“Itu sudah lewat kajian dari BMKG dan dari instansi yang terkait, Badan Meteorologi sudah semuanya,” katanya.
Sementara itu, untuk bantuan bagi rumah warga terdampak yang bukan relokasi akan diberikan mulai Kamis (8/12/2022) mendatang setelah selesai proses verifikasi. Bantuan yang diberikan adalah Rp50 juta untuk rumah yang rusak berat, Rp25 juta untuk rumah yang rusak sedang, dan Rp10 juta untuk rumah yang rusak ringan.
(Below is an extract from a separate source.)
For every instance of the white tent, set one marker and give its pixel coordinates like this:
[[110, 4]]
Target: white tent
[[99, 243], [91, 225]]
“Nanti hari Kamis—ini baru persiapan termasuk verifikasi semuanya selesai—nanti hari Kamis untuk bantuan yang bukan relokasi, yang bantuan Rp50 juta, Rp25 juta, dan Rp10 juta juga akan diberikan hari Kamis,” ungkapnya.
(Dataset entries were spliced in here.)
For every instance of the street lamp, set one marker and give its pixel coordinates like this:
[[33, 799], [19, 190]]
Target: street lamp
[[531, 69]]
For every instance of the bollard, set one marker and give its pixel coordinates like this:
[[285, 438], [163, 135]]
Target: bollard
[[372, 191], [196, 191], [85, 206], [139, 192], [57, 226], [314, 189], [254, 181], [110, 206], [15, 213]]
Dengan diberikannya bantuan bagi rumah yang rusak tersebut, Presiden berharap masyarakat bisa mulai beraktivitas membangun rumahnya.
“Kita harapkan juga ada kegiatan masyarakat, ada kegiatan ekonomi, ada pergerakan ekonomi. Itu yang kita harapkan,” jelasnya.